As it scans the content, if it finds a key word or phrase that ought to be in a vocabulary, it inserts the term. So it's sort of like an automated free tagger.
If you put it into "suggest" mode it finds the terms, but doesn't insert them. Instead, they're on a tagging page (presented as a tab), and an editor may choose to accept and insert them by clicking on the suggestions. A bit of Javascript is used to copy the suggestions into the vocabulary's free tagging field. If you want to add a tag that Calais did not find, you can do so at that point.

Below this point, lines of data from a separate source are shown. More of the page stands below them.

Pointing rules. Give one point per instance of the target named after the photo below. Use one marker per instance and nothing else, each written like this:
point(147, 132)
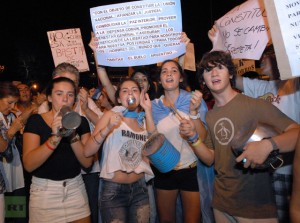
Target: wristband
point(48, 146)
point(275, 147)
point(194, 138)
point(194, 116)
point(76, 138)
point(197, 143)
point(53, 142)
point(95, 140)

Tried out your module today
And it worked great (mostly). I'm thinking of integrating your module with my Google Summer of Code project -- Memetracker
I had it working with FeedAPI -- it was pretty cool to import a bunch of blog posts and see them all automatically tagged. Pretty slick. There are some tagging errors -- one example, "AP - Google Inc." is not the right name for the company. I'm sure the problem is on their end not yours. It'd be nice if their was some way of training Calias -- saying you got this one wrong or something like that. But I'm really liking the module so far.
Kyle Mathews
Kyle Mathews
Calais tag modifications
Some of this might already exist -- if you check out admin/settings/calais/calais-tagmods you can specify tags that get overridden -- so, you could specify "AP - Google Inc.=AP", and that substitution would occur -- I haven't tested this functionality, but the UI suggests this is already there.
Cheers,
Bill
FunnyMonkey
Tools for Teachers
FunnyMonkey
Gone live
I've added OpenCalais to my blog as I continue to test. Still not sure whether we will use this on a live newspaper site, but it does look promising.

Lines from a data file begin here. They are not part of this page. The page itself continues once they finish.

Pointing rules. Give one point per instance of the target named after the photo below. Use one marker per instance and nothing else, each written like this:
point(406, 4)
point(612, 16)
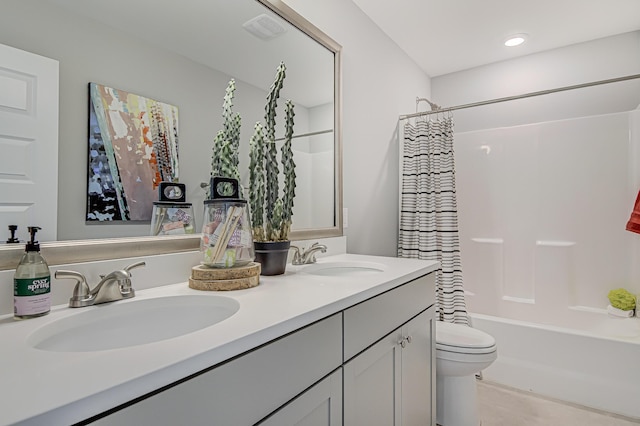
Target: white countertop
point(61, 388)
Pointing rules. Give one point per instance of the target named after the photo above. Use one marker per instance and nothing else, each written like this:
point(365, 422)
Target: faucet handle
point(81, 289)
point(134, 265)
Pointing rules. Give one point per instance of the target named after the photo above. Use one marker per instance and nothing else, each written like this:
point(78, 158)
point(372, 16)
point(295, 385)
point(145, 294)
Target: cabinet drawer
point(248, 388)
point(365, 323)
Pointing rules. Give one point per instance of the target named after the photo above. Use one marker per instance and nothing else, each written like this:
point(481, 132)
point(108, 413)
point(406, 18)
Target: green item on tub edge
point(622, 299)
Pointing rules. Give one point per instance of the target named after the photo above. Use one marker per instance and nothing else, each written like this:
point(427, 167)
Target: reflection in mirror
point(184, 54)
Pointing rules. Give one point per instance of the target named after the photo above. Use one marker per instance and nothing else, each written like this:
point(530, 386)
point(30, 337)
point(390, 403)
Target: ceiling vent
point(264, 27)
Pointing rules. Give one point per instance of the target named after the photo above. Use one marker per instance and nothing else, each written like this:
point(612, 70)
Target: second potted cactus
point(271, 209)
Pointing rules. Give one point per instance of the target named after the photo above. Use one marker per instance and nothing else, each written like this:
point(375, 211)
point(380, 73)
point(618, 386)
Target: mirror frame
point(76, 251)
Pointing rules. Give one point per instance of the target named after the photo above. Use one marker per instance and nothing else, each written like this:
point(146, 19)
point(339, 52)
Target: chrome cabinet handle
point(403, 342)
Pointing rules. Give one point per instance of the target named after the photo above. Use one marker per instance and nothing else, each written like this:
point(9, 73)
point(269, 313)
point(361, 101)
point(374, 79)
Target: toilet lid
point(461, 338)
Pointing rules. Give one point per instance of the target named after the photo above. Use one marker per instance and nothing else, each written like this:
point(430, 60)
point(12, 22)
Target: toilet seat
point(457, 338)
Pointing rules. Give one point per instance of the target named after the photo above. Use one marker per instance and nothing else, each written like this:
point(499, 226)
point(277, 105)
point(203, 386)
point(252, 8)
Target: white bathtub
point(596, 366)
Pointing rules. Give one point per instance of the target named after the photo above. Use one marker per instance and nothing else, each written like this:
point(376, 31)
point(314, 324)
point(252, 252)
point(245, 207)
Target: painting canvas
point(133, 146)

Interesting. I noted on this
Interesting. I noted on this article, it created two tags for "St. Paul Pioneer Press," with no discernible difference between them. Is that a bug with the Drupal, or with OpenCalais itself? Can you tell?
The Boise Drupal Guy!
Not a bug ...
It's not a bug. Calais saw the term "St. Paul Pioneer Press" and assigned it to two different vocabularies: Company and PublishedMedium. In this case the latter is probably inappropriate. In fact, it's highly unlikely that PublishedMedium would appropriately apply to anything on my blog, so I should probably just turn it off.
The module provides an interface for managing the terms applied to each node. You can configure it to suggest, or assign. I've got "assign" turned on. You can override the assignments easily; in fact, there's a bit of Javascript assistance, so all you have to do is click on a term you don't like and move it from "assigned" to "suggested" behind the scenes.

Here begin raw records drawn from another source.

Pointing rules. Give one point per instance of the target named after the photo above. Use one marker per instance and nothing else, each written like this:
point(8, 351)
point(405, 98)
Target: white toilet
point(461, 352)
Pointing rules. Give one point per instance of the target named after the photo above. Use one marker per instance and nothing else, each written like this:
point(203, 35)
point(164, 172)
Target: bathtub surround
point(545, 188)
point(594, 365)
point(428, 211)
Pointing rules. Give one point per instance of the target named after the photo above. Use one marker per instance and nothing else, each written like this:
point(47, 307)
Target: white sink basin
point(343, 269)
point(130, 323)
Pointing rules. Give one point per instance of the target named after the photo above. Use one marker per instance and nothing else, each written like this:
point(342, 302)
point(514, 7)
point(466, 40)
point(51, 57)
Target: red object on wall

You can also, as I said, ignore an entire vocabulary that consistently doesn't fit with your content.
And you can map Calais terms to local terms, so if you want to map "Star Tribune" to "Enemy Newspaper" or vice versa, you can do so.
Displaying the tags
I should add that the default Drupal behavior of displaying all the tags may not be optimal over the long term for making the best use of Calais tagging. Thompson Reuters intends to continue expanding the number of vocabularies, and we're just going to be overwhelmed. It's more likely that the availability of the metadata will lead us to develop some custom queries that generate "related item" linksets. I'm not yet sure how that will shake out.
Over the next week we hope to start feeding complete live newspaper content into a test site to see how it shapes up.